Edward J. 'Ed' Wolfrum
Royal Oak, MI
QCWA # 15827
I was originally licensed as KN8HJU in 1957 at age 11 as a Novice and have been active ever since. I have always held this call and hope never to lose it. It's a great CW call, but with the H & J silent in spanish, not so great for DX phone. Back then most of my Novice activity was on 40 meter CW with a BC458 WWII transmitter modified for crystal control and later back to the BC458 internal VFO when I upgraded. I used an S-38D as a novice receiver for what it was worth! Later I had a second hand Heathkit AT-1 then a DX-100 and an National HRO-5 receiver. That was a great CW and RTTY receiver. That's what a 11-14 year old kid with a paper route could afford.
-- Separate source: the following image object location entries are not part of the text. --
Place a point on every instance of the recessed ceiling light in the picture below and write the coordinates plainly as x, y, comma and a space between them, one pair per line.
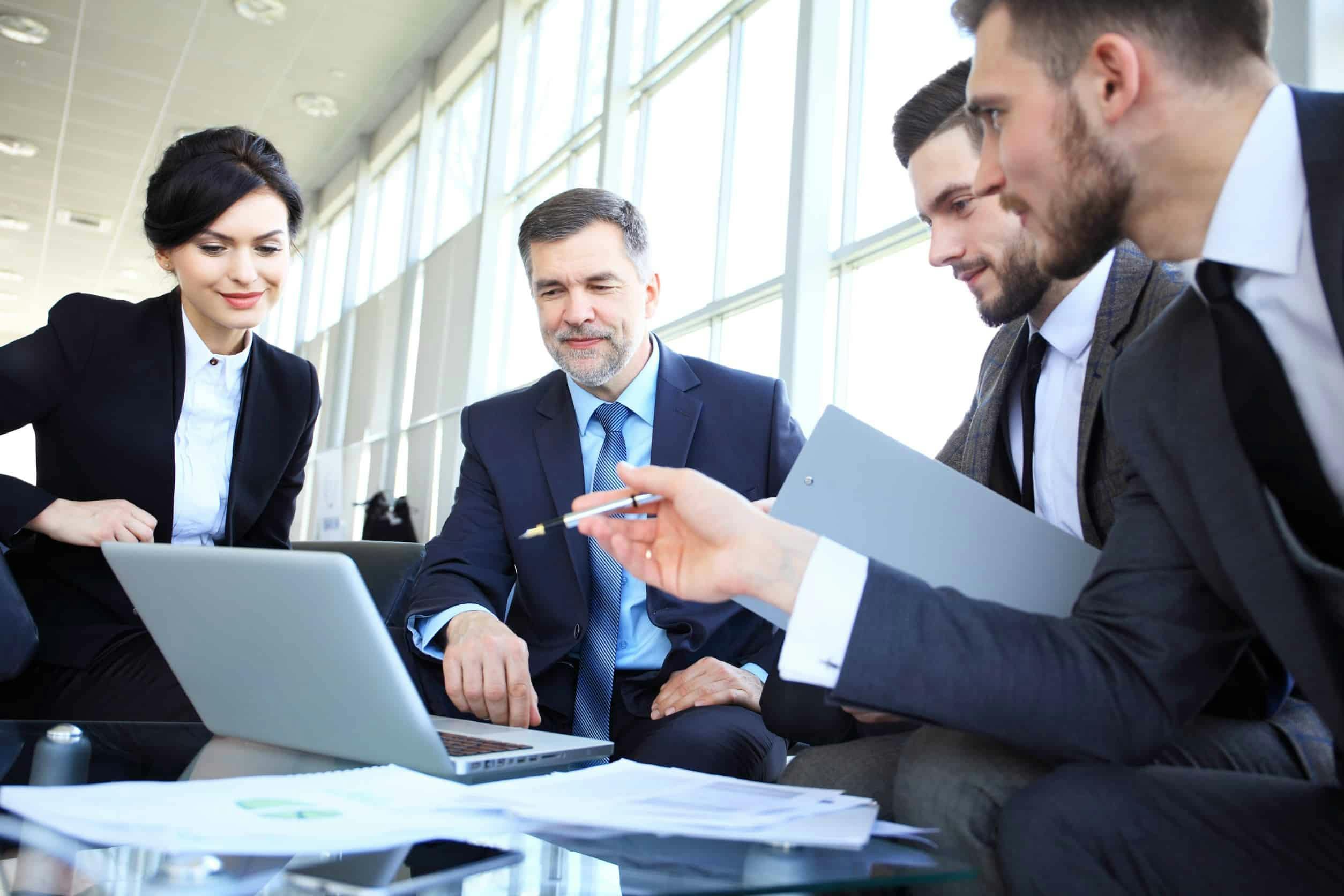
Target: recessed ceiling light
84, 221
15, 147
318, 105
23, 30
266, 12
My shack is still "vintage" by todays standards, but I spent so much time with the audio mods on my TS-520 I can't bear to part with it. I also have a TS-120 for emergency/portable work and a FT-817 for QRP. That QRP rig is the only one I have to work the WARC bands. Right now I have an 80 meter inverted V Zepp, fed with 450 ohm open wire as an all band antenna, with a home brew tuner and a 4BTV vertical, ground mounted with 4 radials for low angle radiation DX work. For VHF I have a home brew 5/8 wave round plane on a mast on the roof to which the center point of the Zepp is supported.
I have been active on almost all modes starting with RTTY in the early 60's, VHF FM and repeaters in the 70's though Oscar in the 80's and now PSK31 and other digital modes. I have always been active in public service work and took on the job fully as the RACES radio officer for the City of Royal Oak in the 1980's. I still spend much of my ham radio time on CW and usually QRP in that mode. I am NOT a contester nor a DXer. I enjoy amateur radio as a technical and friendship pursuit.
At age 14 I passed the First Class Commercial License and worked in commercial broadcasting in the Detroit market for a number of the AM and FM stations and helped install the WOMC Stereo upgrade in the early 1960's. This lit the fire for my love of audio. When the Mike McLean, Chief Engineer at Motown records stopped by to see the new stereo FM operation and invited me for a visit to the Motown studio I snapped up the offer. I had some knowledge of the Motown operation as I had sold an audio interface device I was building for the broadcasters and studios to his predecessor Ron Malo. When at Motown I was offered a job by Berry Gordy himself and thus began a 50+ year career in audio engineering. This was broken only by a short stint in the seminary to confirm if God wanted me as a priest or as an audio engineer. While in the seminary I worked during breaks at Golden World Records until its sale to Motown. Work for and the construction of several other Detroit areas studios and broadcast stations continued while still working free lance at Motown as well. This finally led me to United Sound Systems, the mothership of Detroit recording studios, where I ended up as Chief Engineer until the sale of the studio by it's owner, audio pioneer Jimmy Siracuse to Don Davis a well known record producer. I completed a EE undergraduate degree in 1969 while working at United and taking night classes. I later did post-graduate work and completed a Ph.D in Electro-Acoustics in 2002.
In 1967 I started my own business Audio Graphic Services, which provided remote recording services, consultation and technical support to United and other Detroit studios an record companies. After leaving United and with the help of Jimmy Siracuse, I built a small multi-track studio to complete the remote work not done for other studios. This business has developed with my wife on the graphics side and continues today doing audio and acoustics consulting and design. You can visit www.audiographicservices.com for more info if you are interested.
My life has always had it's contact with amateur radio because my career started there and this continues today 55 years later. Life is such a gift to us and my amateur radio buddies are a great part of my life. God truly does draw straight with crooked lines.